That whooshing sound you just heard was the biggest sigh of relief I’ve ever let out, spontaneously emitted after reading this: “State of Global Development: Why 2015 is a Pivotal Year for Ending Poverty“:

The outcomes of this year will help determine whether the world will be able to reach two goals that we’ve set at the World Bank Group: to end extreme poverty by 2030 and to boost shared prosperity by raising the incomes of the poorest 40 percent in developing countries.

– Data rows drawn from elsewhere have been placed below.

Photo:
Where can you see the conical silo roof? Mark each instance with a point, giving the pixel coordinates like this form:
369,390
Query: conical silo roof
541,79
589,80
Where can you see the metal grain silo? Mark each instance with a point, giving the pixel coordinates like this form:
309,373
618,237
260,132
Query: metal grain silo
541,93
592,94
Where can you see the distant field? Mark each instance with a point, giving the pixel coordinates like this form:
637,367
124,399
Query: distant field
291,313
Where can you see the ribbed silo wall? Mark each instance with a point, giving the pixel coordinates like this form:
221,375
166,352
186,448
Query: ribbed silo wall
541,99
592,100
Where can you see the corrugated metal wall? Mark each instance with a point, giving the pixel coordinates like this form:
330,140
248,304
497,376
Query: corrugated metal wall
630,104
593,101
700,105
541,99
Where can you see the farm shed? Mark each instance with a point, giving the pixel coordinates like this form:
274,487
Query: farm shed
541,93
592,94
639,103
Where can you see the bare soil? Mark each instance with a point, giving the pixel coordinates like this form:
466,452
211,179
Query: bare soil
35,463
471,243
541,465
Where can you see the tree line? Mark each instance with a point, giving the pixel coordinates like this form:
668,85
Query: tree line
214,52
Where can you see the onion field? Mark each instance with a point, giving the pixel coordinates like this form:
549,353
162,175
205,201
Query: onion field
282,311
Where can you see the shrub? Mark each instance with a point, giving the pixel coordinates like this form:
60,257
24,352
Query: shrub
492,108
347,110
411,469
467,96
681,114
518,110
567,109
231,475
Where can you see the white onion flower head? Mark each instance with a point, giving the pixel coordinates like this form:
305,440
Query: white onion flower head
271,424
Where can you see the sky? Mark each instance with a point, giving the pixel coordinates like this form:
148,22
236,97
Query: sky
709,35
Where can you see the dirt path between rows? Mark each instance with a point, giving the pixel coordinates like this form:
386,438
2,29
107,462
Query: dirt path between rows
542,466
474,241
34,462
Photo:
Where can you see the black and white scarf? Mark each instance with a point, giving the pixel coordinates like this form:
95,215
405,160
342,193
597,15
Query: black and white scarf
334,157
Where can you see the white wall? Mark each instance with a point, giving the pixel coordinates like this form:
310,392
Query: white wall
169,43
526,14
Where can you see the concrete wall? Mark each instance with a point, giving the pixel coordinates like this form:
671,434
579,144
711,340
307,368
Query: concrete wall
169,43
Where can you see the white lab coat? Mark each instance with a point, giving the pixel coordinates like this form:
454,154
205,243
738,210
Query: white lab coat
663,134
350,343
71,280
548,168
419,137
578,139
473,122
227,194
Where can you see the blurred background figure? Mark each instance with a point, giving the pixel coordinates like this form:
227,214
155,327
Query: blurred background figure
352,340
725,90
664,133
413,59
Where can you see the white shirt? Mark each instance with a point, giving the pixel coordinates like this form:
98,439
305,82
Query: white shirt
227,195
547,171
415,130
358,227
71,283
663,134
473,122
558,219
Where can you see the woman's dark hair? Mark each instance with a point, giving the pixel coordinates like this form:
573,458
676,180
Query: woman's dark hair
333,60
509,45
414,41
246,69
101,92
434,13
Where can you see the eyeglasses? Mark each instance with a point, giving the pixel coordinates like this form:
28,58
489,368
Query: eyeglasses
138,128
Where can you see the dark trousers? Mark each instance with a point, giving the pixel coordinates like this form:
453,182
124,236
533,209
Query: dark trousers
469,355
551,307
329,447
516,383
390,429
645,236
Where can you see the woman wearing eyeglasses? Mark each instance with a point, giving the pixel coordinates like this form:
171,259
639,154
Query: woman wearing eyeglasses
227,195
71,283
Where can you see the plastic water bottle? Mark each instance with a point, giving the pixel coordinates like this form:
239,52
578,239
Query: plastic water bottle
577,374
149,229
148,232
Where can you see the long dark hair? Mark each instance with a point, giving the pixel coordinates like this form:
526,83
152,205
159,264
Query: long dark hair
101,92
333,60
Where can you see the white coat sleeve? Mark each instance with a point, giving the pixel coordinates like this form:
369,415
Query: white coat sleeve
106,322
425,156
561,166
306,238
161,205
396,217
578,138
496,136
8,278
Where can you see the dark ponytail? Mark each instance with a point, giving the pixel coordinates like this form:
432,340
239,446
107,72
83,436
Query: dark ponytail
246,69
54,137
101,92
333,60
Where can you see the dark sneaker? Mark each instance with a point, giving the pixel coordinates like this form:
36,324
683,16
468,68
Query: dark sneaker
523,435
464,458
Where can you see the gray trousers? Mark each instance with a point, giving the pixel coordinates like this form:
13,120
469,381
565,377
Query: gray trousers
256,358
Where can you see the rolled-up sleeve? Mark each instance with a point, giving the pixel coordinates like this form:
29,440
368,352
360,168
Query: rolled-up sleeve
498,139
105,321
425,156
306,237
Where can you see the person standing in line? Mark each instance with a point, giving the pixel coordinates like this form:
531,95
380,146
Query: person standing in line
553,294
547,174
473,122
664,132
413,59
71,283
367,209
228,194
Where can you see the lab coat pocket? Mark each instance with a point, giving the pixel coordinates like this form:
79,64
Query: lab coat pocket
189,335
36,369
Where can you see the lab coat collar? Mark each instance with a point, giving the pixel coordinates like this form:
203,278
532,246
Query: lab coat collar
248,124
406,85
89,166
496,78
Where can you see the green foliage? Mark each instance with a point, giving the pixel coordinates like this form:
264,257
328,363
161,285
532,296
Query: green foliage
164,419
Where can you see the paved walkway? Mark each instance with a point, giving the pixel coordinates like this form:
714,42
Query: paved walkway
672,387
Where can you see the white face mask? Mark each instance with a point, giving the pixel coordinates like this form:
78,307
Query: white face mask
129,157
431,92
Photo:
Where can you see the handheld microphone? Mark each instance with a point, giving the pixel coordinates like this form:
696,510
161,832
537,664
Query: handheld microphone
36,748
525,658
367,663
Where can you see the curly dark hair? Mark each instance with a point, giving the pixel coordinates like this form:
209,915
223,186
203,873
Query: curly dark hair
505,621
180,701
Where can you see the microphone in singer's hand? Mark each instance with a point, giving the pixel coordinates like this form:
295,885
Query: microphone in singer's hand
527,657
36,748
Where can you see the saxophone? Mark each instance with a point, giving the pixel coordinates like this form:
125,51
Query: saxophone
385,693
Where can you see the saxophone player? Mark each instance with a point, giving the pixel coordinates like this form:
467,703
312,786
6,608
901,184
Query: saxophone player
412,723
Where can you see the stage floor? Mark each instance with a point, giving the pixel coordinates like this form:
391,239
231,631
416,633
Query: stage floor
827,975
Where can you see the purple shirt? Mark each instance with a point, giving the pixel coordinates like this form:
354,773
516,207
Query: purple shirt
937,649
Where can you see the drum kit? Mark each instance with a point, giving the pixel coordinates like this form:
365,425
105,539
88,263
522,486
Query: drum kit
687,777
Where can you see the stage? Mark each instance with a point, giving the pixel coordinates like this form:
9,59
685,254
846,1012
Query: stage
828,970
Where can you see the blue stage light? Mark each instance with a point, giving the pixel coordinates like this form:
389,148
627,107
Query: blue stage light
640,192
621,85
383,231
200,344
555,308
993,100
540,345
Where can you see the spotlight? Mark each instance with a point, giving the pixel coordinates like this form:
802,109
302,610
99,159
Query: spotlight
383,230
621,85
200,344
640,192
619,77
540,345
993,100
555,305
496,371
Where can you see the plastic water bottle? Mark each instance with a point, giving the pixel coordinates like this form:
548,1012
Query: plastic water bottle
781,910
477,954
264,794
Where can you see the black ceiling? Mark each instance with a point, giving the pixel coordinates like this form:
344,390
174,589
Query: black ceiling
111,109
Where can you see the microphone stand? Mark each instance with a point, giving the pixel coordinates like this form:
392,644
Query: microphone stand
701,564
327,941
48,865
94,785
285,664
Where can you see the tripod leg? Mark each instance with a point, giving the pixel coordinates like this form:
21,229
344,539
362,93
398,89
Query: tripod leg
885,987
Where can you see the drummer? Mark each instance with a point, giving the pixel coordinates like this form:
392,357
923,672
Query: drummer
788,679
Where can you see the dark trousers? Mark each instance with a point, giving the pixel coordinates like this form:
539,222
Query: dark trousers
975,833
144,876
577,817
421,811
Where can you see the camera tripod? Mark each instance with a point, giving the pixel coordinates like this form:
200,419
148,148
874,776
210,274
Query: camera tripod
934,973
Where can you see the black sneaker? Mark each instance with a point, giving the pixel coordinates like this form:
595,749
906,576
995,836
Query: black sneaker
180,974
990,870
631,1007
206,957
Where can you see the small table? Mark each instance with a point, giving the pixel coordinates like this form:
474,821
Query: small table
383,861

Because of where I live, I could be forgiven for thinking poverty was a thing of the past. After all, we whipped it in 1933. Then we completely obliterated it in 1964. And when, after 44 years of unrelenting prosperity, the financial collapse of 2008 required another successful poverty-busting measure, we licked it again in 2009. By all accounts, things have been pretty much peachy ever since. But that seems to be just in the U.S. The rest of the world, apparently, isn’t doing quite as well. But there’s hope.

Despite occasional indications to the contrary, poverty is a relatively recent phenomenon. In fact, despite a hiccup or two, the world at large existed in a state of ceaselessly abiding abundance from the Mesozoic Era until, roughly, 1929. Things sort of muddled along for about 16 years after that before getting back on the right track in 1945. And while it’s easy enough to wonder why the World Bank Group didn’t get the job done in 70 years, you have to give credit to Jim “Slim” Kim for his conviction that he’ll be able to put a fork in poverty this year.

And what’s almost miraculously fortunate is that other factors that might otherwise have contributed to the stymying of Slim’s agenda have only been around about as long as poverty. Things like human nature, greed, war, corruption, self-interest, carelessness, malice, lust for power, garden-variety misfortune, and other manifestations of myriad human-conditional maladjustments are relative newbies. So, like poverty, we’ll just make ’em go away with some equality, some fairness, some social justice, some wealth redistribution, some planet saving, and a little utopian delusion thrown in for good measure.

And with a realist like Slim driving a pragmatic organization like the World Bank Group, what could go wrong?